Happy Holidays to all of our extended Songbird family! It’s been a while since I updated, as always. I’m going to make it one of my New Year’s Resolutions to be more active on the website and social media in 2026. Our two-year-old is finally starting to be a bit more independent, thank god!
There is much to update this year in terms of all that has happened, but I will leave the bragging out of this post. You can find our accomplishments in the show ring on our Facebook page (from winning our first working group to our first placements at the National), but that’s not really the purpose of this post. This was another really challenging year for me as a dog breeder, as a mom, and as a human. We had our first litter since Josie was born and, while everything turned out fine, the whole thing was stressful and I was unable to enjoy it. As I briefly touched on in 2024, balancing motherhood with dog breeding has been a rollercoaster of emotions. Many times during the lows, I questioned myself whether this difficult, expensive, and heartbreaking passion was worth it. Not just worth it for myself, but worth it for my family. I asked myself over and over again: is this the right thing for us? Because it wasn’t just about me anymore — I had to think about my daughter. For an entire year, my answer kept flip flopping back and forth. Dan was of no help, since he changed his mind just as often as I did.
A curious and sad thing was happening in the background at the same time. Siberian breeders were just falling off the face of the earth. Not literally, but they pretty much vanished from social media. They stopped posting, they didn’t interact with others’ posts anymore, etc. Yes, some of it may have been just people taking a healthy break from Facebook. But the vast majority of it was breeders retiring or semi-retiring. When I noticed this trend, I initially panicked. Living where we do, we’re pretty far from other Siberian breeders and already feel pretty isolated. The pictures, bragging, and discussions online were how I felt connected with other breeders in a lifestyle that is, by nature, lonely. Now everyone I had cared about was leaving in droves. And there were no more stud dogs I could use to strengthen my breeding program.
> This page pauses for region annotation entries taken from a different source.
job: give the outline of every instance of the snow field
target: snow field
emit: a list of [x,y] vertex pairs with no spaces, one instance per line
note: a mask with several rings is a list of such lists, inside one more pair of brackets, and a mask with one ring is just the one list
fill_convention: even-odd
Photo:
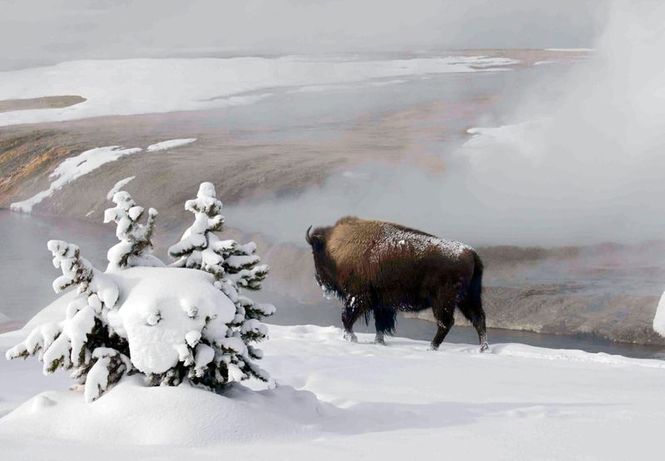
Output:
[[[147,147],[146,151],[163,151],[184,146],[194,141],[196,141],[196,139],[170,139],[168,141],[152,144]],[[10,208],[13,211],[31,213],[32,208],[35,205],[41,203],[44,199],[51,197],[56,191],[62,189],[67,184],[81,176],[86,175],[109,162],[114,162],[121,157],[138,154],[140,152],[143,152],[143,149],[140,147],[124,148],[120,146],[105,146],[95,147],[94,149],[86,150],[74,157],[69,157],[68,159],[63,160],[55,170],[53,170],[53,173],[49,175],[49,179],[52,181],[48,189],[38,192],[26,200],[14,202],[10,205]],[[134,179],[134,176],[118,181],[113,186],[113,189],[109,191],[109,195],[112,197],[112,192],[117,192],[132,179]]]
[[[43,459],[180,459],[191,449],[201,459],[220,449],[245,459],[637,459],[660,449],[662,361],[512,344],[480,354],[476,345],[444,343],[429,352],[422,341],[392,338],[384,347],[366,334],[350,344],[334,327],[270,330],[262,366],[275,389],[254,384],[263,390],[219,396],[130,379],[91,404],[47,391],[0,419],[6,459],[21,459],[26,446]],[[16,337],[0,336],[0,346]],[[35,391],[13,378],[38,374],[26,364],[0,362],[10,377],[0,384],[0,398],[11,399],[5,408]]]
[[[201,59],[126,59],[64,62],[0,72],[0,100],[81,95],[63,109],[0,114],[0,126],[103,115],[163,113],[251,104],[271,88],[366,82],[451,72],[483,72],[517,61],[486,56],[394,60],[305,56]],[[315,90],[316,91],[316,90]]]

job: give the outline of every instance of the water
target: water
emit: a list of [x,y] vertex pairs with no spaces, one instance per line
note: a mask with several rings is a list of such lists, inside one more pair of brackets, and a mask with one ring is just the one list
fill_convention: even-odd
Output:
[[[106,250],[114,244],[113,226],[102,226],[55,217],[31,216],[0,210],[0,331],[18,328],[56,299],[51,282],[58,271],[51,264],[46,249],[49,239],[63,239],[76,243],[81,254],[96,267],[106,266]],[[158,249],[159,250],[159,249]],[[158,251],[158,253],[161,253]],[[339,304],[321,300],[316,305],[305,305],[273,293],[259,292],[257,300],[270,301],[278,308],[271,323],[280,325],[314,324],[340,325]],[[424,320],[400,318],[397,334],[429,341],[436,326]],[[358,322],[356,331],[371,332],[371,327]],[[522,331],[490,329],[492,343],[517,342],[533,346],[581,349],[606,352],[628,357],[665,358],[662,348],[612,343],[592,337],[553,336]],[[446,341],[477,343],[475,331],[455,326]]]

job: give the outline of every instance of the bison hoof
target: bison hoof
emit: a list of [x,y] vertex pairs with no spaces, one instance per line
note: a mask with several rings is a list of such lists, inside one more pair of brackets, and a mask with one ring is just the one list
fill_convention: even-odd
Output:
[[358,342],[358,337],[352,331],[345,331],[344,332],[344,339],[346,339],[350,343],[357,343]]

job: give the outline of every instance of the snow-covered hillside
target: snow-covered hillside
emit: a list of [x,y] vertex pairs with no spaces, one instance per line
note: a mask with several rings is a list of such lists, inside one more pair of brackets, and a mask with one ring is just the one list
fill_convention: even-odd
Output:
[[[21,334],[0,336],[0,349]],[[385,347],[370,341],[344,342],[334,327],[271,326],[262,365],[277,387],[237,387],[226,397],[128,380],[85,404],[66,390],[66,376],[0,361],[2,459],[25,459],[28,446],[45,460],[607,460],[661,450],[665,362],[517,344],[479,354],[475,345],[429,352],[403,338]]]
[[[102,115],[163,113],[249,104],[276,88],[321,91],[329,85],[427,74],[486,72],[516,64],[508,58],[446,56],[392,60],[238,57],[64,62],[0,72],[0,100],[80,95],[59,109],[0,113],[0,126]],[[503,66],[503,67],[502,67]]]

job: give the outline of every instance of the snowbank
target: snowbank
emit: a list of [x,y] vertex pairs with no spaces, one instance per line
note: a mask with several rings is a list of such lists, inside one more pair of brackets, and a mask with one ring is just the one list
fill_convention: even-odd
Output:
[[659,335],[665,336],[665,293],[663,293],[658,302],[656,315],[653,318],[653,329],[656,330]]
[[[167,149],[173,149],[176,147],[184,146],[186,144],[190,144],[194,141],[196,141],[196,139],[172,139],[157,144],[152,144],[148,146],[146,151],[156,152]],[[102,165],[105,165],[109,162],[114,162],[121,157],[138,154],[140,152],[144,152],[144,150],[140,147],[124,148],[120,146],[105,146],[105,147],[95,147],[94,149],[86,150],[85,152],[82,152],[74,157],[69,157],[68,159],[62,161],[55,168],[55,170],[53,170],[53,173],[49,175],[49,179],[51,179],[52,182],[49,185],[48,189],[38,192],[29,199],[12,203],[10,205],[10,208],[13,211],[31,213],[32,208],[35,205],[41,203],[44,199],[52,196],[56,191],[62,189],[70,182],[80,178],[83,175],[90,173],[91,171],[96,170]],[[134,176],[118,181],[113,186],[113,189],[111,189],[109,194],[111,194],[111,192],[115,189],[120,190],[132,179],[134,179]]]
[[[73,61],[0,72],[0,100],[81,95],[62,109],[0,113],[0,126],[102,115],[160,113],[249,104],[271,88],[345,84],[450,72],[491,71],[507,58],[454,56],[394,60],[281,58]],[[264,93],[260,93],[264,92]]]
[[[5,407],[30,398],[0,419],[3,459],[29,450],[39,459],[176,460],[195,449],[210,460],[220,450],[242,459],[607,460],[661,450],[663,361],[516,344],[429,352],[422,341],[383,347],[358,336],[351,344],[339,328],[271,326],[263,366],[278,387],[223,397],[131,380],[88,405],[72,391],[32,397],[34,383],[54,381],[39,381],[34,363],[25,363],[30,375],[23,362],[0,362]],[[0,348],[10,343],[0,336]],[[157,446],[137,446],[146,444]]]
[[53,440],[122,445],[187,445],[293,438],[335,409],[314,394],[285,386],[227,396],[179,387],[144,387],[127,379],[87,404],[78,392],[43,392],[0,420],[0,434],[39,434]]
[[173,149],[174,147],[186,146],[196,141],[196,138],[186,138],[186,139],[169,139],[168,141],[158,142],[156,144],[151,144],[146,149],[148,152],[157,152],[160,150]]

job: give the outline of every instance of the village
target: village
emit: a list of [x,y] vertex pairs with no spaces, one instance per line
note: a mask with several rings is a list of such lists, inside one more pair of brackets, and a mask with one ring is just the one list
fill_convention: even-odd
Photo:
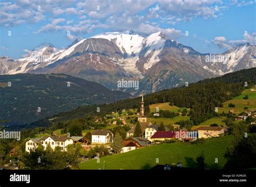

So I started panicking. What was the point of it all, of investing my whole life into this breed and this sport, if it was just going to die off in my lifetime? Now, I realize that entries and registrations have been dwindling for a long time now, since the 90s. But I felt that things had kind of stabilized pre-COVID and there was still a critical mass that was able to sustain enough genetic diversity and quality in the breed that I wasn’t terribly worried about its future. Then COVID hit. I think the economic reality post-COVID has prevented a lot of new breeders from joining the sport or becoming more involved in it. Now, I feel like the breed is truly “endangered” and there aren’t enough breeders to support its future.
Although I was initially depressed, I started to feel that I still wanted to keep supporting the breed and the fancy, even if I just slowly watch it die out in my lifetime. I still want to do my best to “save” the breed. I don’t think that’s an arrogant goal — when it comes to a breed facing a bottleneck, every single breeder matters, every single breeding counts, every single dog kept in the breeding pool matters, and frozen semen from a single sire can be critical. Of course, one person or a few people can’t keep a breed going forever, but the hope is that we can buy enough time for things to turn around in the future. And yes, there are a lot of breeders overseas, but many have been affected by war and the economy as well, and both the quality and ethics can be quite inconsistent. In the future, I definitely plan on flying overseas to personally visit the pockets where breeders seem to be breeding to standard and upholding good ethics.
In 2026 and beyond, the words preservation breeder ring truer than ever for our breed. I hope to continue to do my part: breeding to the standard, preserving genetics for the future, and educating the public on responsible breeding.